Angélique n'en était pas si convaincue et elle voyait plutôt ricaner à l'arrière-plan le visage ironique de Desgrez.
Mais si elle envisageait l'existence qui les attendait à Québec, avec les embûches qu'on ne manquerait pas de semer sous leurs pas et surtout sous les siens, la présence inattendue de Bardagne apportait un élément nouveau et plutôt bénéfique.
S'il l'aimait vraiment à ce point, au point d'être complètement aveuglé par la passion, et prêt à tout pour lui complaire, elle garderait pouvoir sur lui et il lui serait utile comme il en était autrefois à La Rochelle.
Car enfin, même M. de Frontenac devrait à l'envoyé du Roi une sorte d'obéissance.
Revêtu d'une puissance occulte, celle d'être pour un temps l'œil du Roi à la colonie, on chercherait à s'attirer ses bonnes grâces, craignant qu'un mauvais rapport de sa part ne puisse entraîner une défaveur.
Chargé de résoudre le dilemme qu'ils représentaient elle et Joffrey, il aurait tendance à pencher de leur côté afin de ne pas s'attirer sa rancune.
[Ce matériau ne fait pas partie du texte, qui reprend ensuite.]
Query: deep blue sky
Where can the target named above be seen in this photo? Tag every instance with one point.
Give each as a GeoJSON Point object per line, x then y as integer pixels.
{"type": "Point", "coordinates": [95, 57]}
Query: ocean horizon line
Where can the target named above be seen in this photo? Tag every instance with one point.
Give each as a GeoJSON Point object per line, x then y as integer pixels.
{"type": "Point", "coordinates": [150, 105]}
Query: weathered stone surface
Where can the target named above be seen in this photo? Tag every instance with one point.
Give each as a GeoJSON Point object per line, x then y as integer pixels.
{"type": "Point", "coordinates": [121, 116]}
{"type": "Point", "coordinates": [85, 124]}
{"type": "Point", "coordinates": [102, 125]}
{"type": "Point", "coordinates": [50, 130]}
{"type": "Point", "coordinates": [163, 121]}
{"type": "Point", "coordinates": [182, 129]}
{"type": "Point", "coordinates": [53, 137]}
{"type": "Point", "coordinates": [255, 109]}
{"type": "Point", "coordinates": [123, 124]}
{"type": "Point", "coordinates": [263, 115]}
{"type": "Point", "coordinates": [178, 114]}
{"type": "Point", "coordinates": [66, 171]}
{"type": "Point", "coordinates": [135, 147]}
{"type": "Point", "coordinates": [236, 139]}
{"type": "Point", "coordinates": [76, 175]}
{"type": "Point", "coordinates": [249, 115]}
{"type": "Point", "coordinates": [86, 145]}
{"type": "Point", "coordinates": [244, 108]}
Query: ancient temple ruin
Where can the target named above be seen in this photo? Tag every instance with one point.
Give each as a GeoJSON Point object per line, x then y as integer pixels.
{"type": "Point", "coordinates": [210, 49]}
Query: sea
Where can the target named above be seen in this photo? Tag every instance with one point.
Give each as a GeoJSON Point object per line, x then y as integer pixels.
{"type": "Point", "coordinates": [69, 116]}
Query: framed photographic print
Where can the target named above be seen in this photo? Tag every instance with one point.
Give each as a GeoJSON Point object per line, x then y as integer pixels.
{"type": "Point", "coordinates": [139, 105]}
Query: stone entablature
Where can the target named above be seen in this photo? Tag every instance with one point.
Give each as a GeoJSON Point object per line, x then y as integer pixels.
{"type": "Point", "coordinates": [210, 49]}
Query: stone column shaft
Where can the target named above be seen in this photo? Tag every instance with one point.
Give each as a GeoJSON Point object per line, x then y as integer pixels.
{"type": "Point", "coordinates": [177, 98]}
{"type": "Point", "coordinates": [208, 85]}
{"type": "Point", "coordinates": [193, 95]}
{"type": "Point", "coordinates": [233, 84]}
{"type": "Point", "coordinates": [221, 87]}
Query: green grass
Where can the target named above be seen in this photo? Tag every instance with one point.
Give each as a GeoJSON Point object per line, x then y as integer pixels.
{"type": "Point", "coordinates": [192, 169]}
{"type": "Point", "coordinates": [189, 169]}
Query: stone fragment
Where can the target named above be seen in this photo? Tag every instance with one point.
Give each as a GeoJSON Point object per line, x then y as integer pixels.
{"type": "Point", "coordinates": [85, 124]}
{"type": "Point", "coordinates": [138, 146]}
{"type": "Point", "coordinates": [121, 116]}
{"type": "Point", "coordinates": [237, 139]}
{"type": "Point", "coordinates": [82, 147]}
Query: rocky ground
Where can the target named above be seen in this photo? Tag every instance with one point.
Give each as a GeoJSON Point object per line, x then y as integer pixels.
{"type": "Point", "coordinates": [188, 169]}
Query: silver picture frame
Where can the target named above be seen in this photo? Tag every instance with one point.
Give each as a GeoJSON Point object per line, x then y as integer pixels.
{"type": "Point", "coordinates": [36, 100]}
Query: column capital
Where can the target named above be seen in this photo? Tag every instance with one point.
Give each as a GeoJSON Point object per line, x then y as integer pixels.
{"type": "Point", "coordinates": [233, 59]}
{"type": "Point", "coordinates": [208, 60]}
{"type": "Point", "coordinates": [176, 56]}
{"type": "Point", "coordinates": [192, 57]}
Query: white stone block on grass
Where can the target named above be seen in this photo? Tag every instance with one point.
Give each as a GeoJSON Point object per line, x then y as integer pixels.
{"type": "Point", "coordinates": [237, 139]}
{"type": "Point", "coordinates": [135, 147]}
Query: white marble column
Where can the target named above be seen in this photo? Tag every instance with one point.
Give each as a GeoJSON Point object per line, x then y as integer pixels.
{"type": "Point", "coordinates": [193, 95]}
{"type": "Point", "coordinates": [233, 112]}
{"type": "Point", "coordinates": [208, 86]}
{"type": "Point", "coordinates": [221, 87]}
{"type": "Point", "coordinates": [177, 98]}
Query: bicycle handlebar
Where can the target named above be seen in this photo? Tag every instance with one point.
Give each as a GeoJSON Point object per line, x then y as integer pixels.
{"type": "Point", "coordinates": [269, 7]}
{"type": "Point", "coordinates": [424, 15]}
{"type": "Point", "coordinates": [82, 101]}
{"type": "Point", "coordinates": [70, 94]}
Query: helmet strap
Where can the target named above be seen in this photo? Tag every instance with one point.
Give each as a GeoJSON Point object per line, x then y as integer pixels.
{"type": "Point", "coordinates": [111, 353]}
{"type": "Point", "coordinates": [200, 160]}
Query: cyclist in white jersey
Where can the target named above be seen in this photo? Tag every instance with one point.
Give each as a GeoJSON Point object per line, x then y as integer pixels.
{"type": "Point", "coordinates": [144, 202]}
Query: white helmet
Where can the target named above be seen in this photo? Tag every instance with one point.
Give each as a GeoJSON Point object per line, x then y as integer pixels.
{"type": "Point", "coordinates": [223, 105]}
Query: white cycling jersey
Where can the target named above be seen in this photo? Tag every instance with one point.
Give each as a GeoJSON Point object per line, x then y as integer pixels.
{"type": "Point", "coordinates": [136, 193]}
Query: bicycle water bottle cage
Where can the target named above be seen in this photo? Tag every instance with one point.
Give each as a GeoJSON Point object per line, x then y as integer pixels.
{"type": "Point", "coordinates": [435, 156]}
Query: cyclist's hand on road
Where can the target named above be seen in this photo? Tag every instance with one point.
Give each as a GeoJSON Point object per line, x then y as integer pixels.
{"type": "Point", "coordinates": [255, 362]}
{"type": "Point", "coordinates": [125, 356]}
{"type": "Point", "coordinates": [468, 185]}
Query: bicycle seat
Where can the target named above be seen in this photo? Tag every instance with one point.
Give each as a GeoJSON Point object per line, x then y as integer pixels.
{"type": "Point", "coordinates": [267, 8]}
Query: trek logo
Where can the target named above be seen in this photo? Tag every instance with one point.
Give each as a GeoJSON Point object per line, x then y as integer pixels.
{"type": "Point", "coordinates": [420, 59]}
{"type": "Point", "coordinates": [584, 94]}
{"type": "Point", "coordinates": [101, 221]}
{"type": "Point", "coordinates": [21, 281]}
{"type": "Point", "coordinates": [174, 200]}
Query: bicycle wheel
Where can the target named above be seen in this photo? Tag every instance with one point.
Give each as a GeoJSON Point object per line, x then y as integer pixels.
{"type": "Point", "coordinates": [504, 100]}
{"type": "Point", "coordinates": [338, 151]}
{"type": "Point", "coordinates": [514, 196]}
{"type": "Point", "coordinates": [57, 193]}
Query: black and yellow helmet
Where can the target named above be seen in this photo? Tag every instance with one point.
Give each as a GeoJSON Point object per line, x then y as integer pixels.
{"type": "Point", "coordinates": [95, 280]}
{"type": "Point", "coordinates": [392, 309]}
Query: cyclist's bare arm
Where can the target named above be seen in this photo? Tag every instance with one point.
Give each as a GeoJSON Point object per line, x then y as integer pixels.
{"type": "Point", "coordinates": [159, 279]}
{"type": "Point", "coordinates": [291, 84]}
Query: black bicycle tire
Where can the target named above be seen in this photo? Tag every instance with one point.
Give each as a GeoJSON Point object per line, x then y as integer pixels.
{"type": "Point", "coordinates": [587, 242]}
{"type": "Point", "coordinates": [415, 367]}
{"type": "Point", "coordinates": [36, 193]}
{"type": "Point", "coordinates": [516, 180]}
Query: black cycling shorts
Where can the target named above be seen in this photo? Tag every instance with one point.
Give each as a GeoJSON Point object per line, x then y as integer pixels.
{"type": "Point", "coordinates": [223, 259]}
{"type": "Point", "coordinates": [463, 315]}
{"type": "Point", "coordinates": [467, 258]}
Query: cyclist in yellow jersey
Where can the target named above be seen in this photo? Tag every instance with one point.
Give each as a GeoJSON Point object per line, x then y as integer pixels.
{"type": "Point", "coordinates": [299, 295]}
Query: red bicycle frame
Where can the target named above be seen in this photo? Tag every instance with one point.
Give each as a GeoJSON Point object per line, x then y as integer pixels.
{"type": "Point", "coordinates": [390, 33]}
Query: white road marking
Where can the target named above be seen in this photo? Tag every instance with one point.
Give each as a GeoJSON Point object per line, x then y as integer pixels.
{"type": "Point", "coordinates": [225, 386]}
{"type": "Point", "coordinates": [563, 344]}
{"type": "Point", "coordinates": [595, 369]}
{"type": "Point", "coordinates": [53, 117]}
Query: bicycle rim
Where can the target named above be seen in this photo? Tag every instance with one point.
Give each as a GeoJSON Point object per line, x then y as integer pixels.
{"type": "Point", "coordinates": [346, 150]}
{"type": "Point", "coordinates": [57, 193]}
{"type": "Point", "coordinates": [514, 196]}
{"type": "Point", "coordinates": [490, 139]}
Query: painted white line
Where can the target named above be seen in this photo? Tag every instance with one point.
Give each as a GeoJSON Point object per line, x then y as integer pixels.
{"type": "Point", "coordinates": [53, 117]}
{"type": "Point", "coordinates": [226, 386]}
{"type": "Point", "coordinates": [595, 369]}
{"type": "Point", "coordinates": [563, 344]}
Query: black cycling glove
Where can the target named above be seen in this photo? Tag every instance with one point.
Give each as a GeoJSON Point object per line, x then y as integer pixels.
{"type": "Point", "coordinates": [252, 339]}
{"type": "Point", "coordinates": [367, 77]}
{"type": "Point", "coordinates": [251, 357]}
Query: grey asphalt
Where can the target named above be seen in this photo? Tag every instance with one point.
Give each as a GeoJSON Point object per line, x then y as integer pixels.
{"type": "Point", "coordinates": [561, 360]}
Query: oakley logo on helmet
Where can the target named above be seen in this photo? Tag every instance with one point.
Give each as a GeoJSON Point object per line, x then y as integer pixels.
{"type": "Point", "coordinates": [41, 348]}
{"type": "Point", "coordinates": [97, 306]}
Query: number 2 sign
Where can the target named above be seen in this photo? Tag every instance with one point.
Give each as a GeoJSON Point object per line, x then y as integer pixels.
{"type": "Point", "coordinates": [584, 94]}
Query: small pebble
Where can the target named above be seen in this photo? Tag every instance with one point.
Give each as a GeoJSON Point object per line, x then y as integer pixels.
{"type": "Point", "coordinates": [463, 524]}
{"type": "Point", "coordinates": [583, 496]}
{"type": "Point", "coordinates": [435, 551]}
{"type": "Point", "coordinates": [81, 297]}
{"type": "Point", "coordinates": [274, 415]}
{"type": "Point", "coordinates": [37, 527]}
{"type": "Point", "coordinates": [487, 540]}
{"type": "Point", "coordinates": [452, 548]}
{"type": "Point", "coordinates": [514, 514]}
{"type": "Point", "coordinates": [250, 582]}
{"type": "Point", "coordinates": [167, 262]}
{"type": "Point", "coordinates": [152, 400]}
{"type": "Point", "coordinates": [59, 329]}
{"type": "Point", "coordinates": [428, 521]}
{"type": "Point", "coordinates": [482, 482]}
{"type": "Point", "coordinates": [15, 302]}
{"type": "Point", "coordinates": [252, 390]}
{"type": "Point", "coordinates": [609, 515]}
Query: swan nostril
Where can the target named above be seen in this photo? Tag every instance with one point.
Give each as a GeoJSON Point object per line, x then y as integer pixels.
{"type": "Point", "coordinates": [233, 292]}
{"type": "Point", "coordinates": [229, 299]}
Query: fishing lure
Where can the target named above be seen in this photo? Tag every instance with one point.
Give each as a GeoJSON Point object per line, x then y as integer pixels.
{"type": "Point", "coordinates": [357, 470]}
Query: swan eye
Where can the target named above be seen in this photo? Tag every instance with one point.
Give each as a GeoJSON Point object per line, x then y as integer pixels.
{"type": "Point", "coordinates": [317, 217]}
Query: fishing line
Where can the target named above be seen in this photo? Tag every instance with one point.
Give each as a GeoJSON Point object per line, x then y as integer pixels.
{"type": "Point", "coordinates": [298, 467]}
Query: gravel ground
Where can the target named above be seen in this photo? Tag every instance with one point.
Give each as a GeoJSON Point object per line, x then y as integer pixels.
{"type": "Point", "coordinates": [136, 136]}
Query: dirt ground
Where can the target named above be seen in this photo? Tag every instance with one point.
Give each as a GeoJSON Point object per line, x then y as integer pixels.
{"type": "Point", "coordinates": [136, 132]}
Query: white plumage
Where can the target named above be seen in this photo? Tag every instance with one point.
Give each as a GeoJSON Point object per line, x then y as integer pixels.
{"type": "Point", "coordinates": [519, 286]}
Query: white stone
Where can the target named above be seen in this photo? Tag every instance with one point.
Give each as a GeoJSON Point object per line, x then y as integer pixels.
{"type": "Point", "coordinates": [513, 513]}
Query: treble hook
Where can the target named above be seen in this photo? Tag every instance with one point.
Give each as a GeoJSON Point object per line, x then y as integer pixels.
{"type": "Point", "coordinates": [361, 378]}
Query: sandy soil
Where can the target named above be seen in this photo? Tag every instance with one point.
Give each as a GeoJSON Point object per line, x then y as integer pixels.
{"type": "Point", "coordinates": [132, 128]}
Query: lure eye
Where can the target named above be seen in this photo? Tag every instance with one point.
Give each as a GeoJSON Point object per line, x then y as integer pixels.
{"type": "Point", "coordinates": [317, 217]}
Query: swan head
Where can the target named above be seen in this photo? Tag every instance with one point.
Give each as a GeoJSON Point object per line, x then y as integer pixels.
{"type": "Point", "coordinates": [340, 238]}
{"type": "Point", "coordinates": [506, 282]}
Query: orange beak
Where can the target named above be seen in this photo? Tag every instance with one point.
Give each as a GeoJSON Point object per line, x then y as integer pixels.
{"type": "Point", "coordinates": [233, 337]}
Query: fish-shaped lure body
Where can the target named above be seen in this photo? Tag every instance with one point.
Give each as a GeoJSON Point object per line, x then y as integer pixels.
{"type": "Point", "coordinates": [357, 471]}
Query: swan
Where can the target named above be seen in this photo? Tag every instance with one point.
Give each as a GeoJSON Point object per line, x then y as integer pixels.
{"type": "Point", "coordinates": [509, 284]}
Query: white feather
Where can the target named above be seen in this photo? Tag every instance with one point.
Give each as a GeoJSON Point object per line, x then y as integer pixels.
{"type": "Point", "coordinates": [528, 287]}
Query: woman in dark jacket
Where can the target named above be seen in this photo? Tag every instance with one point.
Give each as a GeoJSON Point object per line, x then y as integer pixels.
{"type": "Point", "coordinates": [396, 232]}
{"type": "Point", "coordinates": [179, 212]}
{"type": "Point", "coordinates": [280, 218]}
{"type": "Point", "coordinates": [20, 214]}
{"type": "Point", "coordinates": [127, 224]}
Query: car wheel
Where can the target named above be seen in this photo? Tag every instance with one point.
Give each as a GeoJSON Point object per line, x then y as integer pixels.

À tout considérer, c'était donc, comme il le disait, une chance qu'il eût été nommé pour cette mission plutôt qu'un autre.
À cette pensée, elle éprouva un soulagement qui la fit serrer machinalement contre elle le bras du comte de Bardagne sur lequel elle s'appuyait tout en marchant et, surpris de cette étreinte affectueuse, il la regarda d'un air d'étonnement heureux.